Two other solo opinions illuminated a few other tangential philosophical points that failed to gain traction with other justices. Justice Thomas wrote a solo dissent in which he explained why he thinks the tariffs satisfy nondelegation doctrine scrutiny, namely that nondelegation only applies to delegated “power[s] to make substantive rules setting the conditions for deprivations of life, liberty, or property.” He says this refers only to rules of private conduct, rather than interactions with the government like duties and tariffs. This is an uncommonly narrow view of the nondelegation doctrine for a conservative Justice.

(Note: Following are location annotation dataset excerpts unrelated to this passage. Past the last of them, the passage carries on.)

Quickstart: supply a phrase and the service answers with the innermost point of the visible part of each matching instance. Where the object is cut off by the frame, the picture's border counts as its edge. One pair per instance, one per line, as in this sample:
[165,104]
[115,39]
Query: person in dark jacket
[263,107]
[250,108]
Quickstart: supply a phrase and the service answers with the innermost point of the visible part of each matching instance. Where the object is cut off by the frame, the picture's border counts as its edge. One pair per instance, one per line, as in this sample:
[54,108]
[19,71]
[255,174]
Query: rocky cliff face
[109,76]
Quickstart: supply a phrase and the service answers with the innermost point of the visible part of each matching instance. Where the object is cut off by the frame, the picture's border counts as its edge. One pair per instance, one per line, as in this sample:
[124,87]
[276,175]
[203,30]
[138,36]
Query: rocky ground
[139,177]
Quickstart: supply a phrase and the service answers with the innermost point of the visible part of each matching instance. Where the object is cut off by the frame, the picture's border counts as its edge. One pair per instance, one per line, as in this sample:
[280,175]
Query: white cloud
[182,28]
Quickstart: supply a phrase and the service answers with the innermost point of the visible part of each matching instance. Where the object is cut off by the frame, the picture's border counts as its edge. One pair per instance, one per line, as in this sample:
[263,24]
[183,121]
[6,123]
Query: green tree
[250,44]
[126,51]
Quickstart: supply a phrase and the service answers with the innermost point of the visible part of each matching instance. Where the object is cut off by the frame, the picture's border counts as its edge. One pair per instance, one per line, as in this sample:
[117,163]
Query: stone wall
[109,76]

Justice Jackson’s solo concurrence was very brief and argued for a consideration of the legislative history in this case, which she claimed counseled strongly against permitting the tariffs to stay in place. Investigating legislative intent has fallen out of favor with most of the Justices because it can be an imprecise way of figuring out how a law should function, especially when you can simply examine the law itself. Justice Jackson has signaled her desire to return to the practice anyway.  

Ultimately, the practical implications of this decision are likely to be mixed and take at least months to sort out. For starters, if the IEEPA tariffs were unconstitutional all along, businesses and American consumer groups both could plausibly seek some sort of refunds. But figuring out who would be eligible, and how much they could receive, is likely to be a very long and contentious process. Second, there are several other statutes that President Trump has previously used to impose tariffs that he could invoke again. Justice Kavanaugh mentioned three in his dissent, and said that because those options remain, “the decision might not substantially constrain a President’s ability to order tariffs going forward.” Nevertheless, these other statutes have restrictions like time limits and agency action in them that will restrict the President’s ability to recreate the IEEPA tariffs entirely. President Trump has already indicated that he intends to use these statutes to replace IEEPA tariffs in the upcoming months, so Justice Kavanaugh’s prediction that the immediate effects of the majority opinion on markets and price levels may be modest may come true.  

This case is the latest in a long series of recent decisions where the Supreme Court invalidates executive action because they did not find sufficient statutory authorization. See National Federation of Independent Business v. OSHA, 595 U. S. 109 (2022) (vaccine mandates); West Virginia v. EPA, 597 U. S. 697 (2022) (power plant regulations); FDA v. Brown & Williamson Tobacco Corp., 529 U. S. 120 (2000) (tobacco regulations); and Biden v. Nebraska, 600 U. S. 477 (2023) (student loan forgiveness). These cases reflect dissatisfaction with the increasing congressional dysfunction and inability to legislate. As the pace of formal lawmaking sputters, the Court has made clear it will not condone a redefinition of the role of the Executive Branch to take on Congress’s functions. Given this, it is likely that the Major Questions Doctrine will remain key to deciding many of the high-profile cases that the Court decides in the years to come.